APT Rust requirement raises questions

Original Article ↗ Hacker News Discussion ↗

Rust-to-C Transpilation Debate

  • Some argue a Rust→C transpiler would avoid needing Rust toolchains on all architectures. Others counter that:
    • Rust’s LLVM IR cannot be mapped cleanly to portable C because C has lots of undefined behavior (e.g., signed overflow, pointer aliasing) that Rust defines differently.
    • You’d either need to target a very narrow “gcc-with-specific-flags” dialect or generate verbose, non‑idiomatic C to preserve semantics.
    • Assembly is a simpler, more predictable target; C is a high-level language with complex semantics and aggressive compilers.
  • Existing projects (mrustc, GCC backends) are mentioned as partial alternatives but don’t remove the core portability and semantics issues.

Rust in APT & “Rewrite It in Rust”

  • One camp sees Rust in APT as sensible: APT is critical supply‑chain infrastructure with complex parsers and string handling; memory safety and stronger checks are desirable.
  • The opposing camp sees “Rust everywhere” as faddish, especially rewrites of “battle-tested” tools like sudo or coreutils, and worries about regressions, lost features, and license shifts (GPL→MIT).
  • Some distinguish between total rewrites and incremental refactors within existing codebases; the APT changes are framed by some as the latter.
  • Supporters say Rust attracts new contributors and reduces a large class of bugs, but skeptics stress it only prevents certain vulnerabilities and is not a panacea.

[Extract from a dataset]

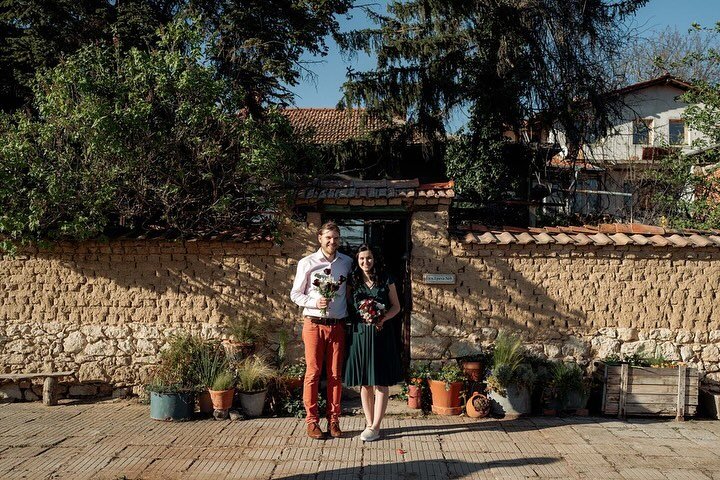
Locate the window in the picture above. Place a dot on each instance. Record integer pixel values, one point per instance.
(641, 131)
(677, 132)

Debian Governance, Canonical, and Retro Ports

  • There’s strong criticism of the APT maintainer’s announcement tone (“retro computers”, “no room for change”) and the perception of a unilateral decision tied to Canonical’s needs.
  • Others counter that:
    • Debian must limit options to remain maintainable; many affected architectures (Alpha, m68k, hppa, sh4) are long‑unofficial and niche.
    • The maintainer did announce intent 1–2 years in advance on the proper list.
  • Some argue old ports still help expose subtle bugs and that dropping them, even if “unsupported”, weakens Debian’s “universal OS” ethos.
  • A commonly suggested compromise: move Rust‑using tools (e.g., archive parsers, Launchpad‑specific utilities) out of core APT so main package management remains buildable without Rust on exotic ports.

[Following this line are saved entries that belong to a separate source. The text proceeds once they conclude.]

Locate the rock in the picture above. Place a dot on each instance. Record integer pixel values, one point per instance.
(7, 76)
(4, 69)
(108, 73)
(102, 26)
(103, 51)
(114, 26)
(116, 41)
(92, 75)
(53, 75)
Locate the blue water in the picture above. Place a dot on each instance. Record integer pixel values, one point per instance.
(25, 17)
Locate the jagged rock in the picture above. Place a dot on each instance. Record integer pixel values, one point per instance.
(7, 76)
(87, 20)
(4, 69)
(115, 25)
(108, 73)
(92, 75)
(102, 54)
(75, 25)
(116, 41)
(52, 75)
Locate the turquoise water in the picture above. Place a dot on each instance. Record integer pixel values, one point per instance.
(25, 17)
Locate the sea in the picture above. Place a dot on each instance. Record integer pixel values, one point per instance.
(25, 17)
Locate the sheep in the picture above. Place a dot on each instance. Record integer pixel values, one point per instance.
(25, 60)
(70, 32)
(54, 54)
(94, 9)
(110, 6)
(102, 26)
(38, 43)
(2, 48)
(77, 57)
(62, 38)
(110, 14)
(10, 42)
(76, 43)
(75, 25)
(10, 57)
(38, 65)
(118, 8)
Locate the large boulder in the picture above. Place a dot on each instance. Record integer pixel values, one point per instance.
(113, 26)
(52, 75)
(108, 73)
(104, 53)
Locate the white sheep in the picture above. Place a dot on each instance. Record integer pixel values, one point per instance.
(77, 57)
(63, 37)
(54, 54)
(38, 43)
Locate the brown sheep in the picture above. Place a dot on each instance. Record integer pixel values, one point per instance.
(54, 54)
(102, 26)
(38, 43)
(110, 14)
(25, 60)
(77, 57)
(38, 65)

Security, Parsers, and Solvers

  • .deb/.ar/.tar parsing and signature handling are cited as risky areas; critics question the benefit of hardening .deb parsing if installing a malicious package is already “game over”.
  • Others reply that:
    • Metadata may be parsed before signature verification.
    • Defense in depth matters (e.g., PPAs, forges, provisioning environments).
  • The new Rust dependency solver is criticized for lacking a unit-test suite (though it has integration tests). Commenters note that solving dependencies is intrinsically hard and full of trade‑offs, regardless of language.

Rust Tooling, Dependencies, and Ecosystem Concerns

  • One side praises Cargo versus C/C++ (CMake, Autotools, pkg‑config), saying it makes adding dependencies trivial and portable.
  • Others see npm‑style, static‑linked dependency graphs as ill‑fitting for distros that rely on shared system libraries and easy mass rebuilds.
  • Some suggest waiting for mature GCC Rust support before hard‑depending on Rust for core distro components, to ease porting to new or marginal architectures.
  • A few express broader distrust of the Rust Foundation and fear Rust becoming a “Trojan horse” that later demands heavy corporate funding; others see this as speculative.

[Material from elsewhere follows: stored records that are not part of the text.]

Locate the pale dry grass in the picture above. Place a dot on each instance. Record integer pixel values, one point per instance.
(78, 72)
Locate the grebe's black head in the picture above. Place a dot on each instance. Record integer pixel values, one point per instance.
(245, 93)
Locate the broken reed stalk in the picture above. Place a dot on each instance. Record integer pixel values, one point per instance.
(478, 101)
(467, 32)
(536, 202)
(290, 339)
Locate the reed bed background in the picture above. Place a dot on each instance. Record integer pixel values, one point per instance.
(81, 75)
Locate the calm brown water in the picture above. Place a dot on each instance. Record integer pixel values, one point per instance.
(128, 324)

Evangelism, Tone, and Syntax

  • Multiple comments complain about aggressive “rewrite it in Rust” evangelism and language tribalism, arguing it alienates users and maintainers and causes reputational damage.
  • Others defend strong advocacy as a reaction to decades of C/C++ memory‑safety problems, but agree Rust rewrites should be judged by the same quality and stability standards.
  • A long tangent debates Rust syntax: some find it dense and “symbol‑heavy” (lifetimes, trait bounds, macros), especially compared to Python/Kotlin; others say it’s fine once familiar and that the real complexity comes from the semantics Rust must express (ownership, lifetimes, rich types), not mere punctuation.